Learners: Activity 2


Heritage learner

 

Read “What is a Heritage Learner?”   After hearing Raúl’s Spanish and learning about his linguistic background, would you say Raúl is speaking Spanish as a foreign language learner, a heritage language learner, or a homeland learner? Explain.

 

What is a Heritage Learner?

Defining the term “Heritage Language Learner” has been and continues to be a contentious and much-debated issue.  The term first appeared in the ACTFL Standards of Foreign Language Teaching (1996).  It has since been adopted and used widely in the US to refer to a "wide variety of individuals" (Potowski, 2014).  Potowski explains that what primarily differentiates the heritage learner (HL) from the second-language (L2) learner is that HLs  “are exposed to Spanish starting at birth from their family members" (p. 405).

There has been disagreement in efforts to refine that accepted but broad definition: at present there are at least two different more narrow definitions of “heritage learner.”  Valdés (2000) originally described the HL as an individual who “is raised in a home where a non-English language is spoken. The student may speak or merely understand the heritage language and be, to some degree, bilingual in English and the heritage language” (Valdés, 2000, 1).

But Potowski (2014) critiques this definition as too “narrow”, in that it excludes a second kind of HL, a growing group of language students in the US who may have been raised with a “strong cultural connection to a particular ethnolinguistic group and have a ‘heritage motivation,’ but who do not speak or understand the language at all” (p. 405).

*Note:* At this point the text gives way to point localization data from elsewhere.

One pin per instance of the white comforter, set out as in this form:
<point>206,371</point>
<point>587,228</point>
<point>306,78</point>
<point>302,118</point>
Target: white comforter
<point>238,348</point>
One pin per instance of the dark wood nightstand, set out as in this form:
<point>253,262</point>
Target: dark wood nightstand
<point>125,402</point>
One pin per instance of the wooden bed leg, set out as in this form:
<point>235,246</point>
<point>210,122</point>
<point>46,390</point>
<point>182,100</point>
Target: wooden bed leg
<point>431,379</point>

Valdés’ “narrow” definition of HL  also excludes a third type of student: someone who arrived from a Spanish-speaking country after the age of 12, and who has often developed proficiency in Spanish but who no  longer uses the language much. Potowski (2014, p. 405) classifies these students  as “native” or “homeland” Spanish speakers.

When you have finished typing your answer, click to compare your response with the Learner Language staff response.

Raúl clearly has a good level of Spanish proficiency in both listening and speaking. Raúl is clearly not a foreign language learner of Spanish like Henry; he is more proficient in the social uses of Spanish than Henry is. Because in Mexico he was “raised in a home where a non-English language is spoken”, Raúl could have been viewed as a native speaker of Spanish, at least up to the age of 8. However, at nine, he moved to the US and was immersed in an English-only environment in school, and learned English from his cousins; at that point English became his dominant language and his Spanish stopped developing.   Thus, Raúl resembles Potowski’s third category of heritage learner, a “homeland” speaker in that he arrived from a Spanish-speaking country relatively proficient in Spanish, but as he lost his Spanish dominance he increasingly came to resemble a traditional heritage learner of that language.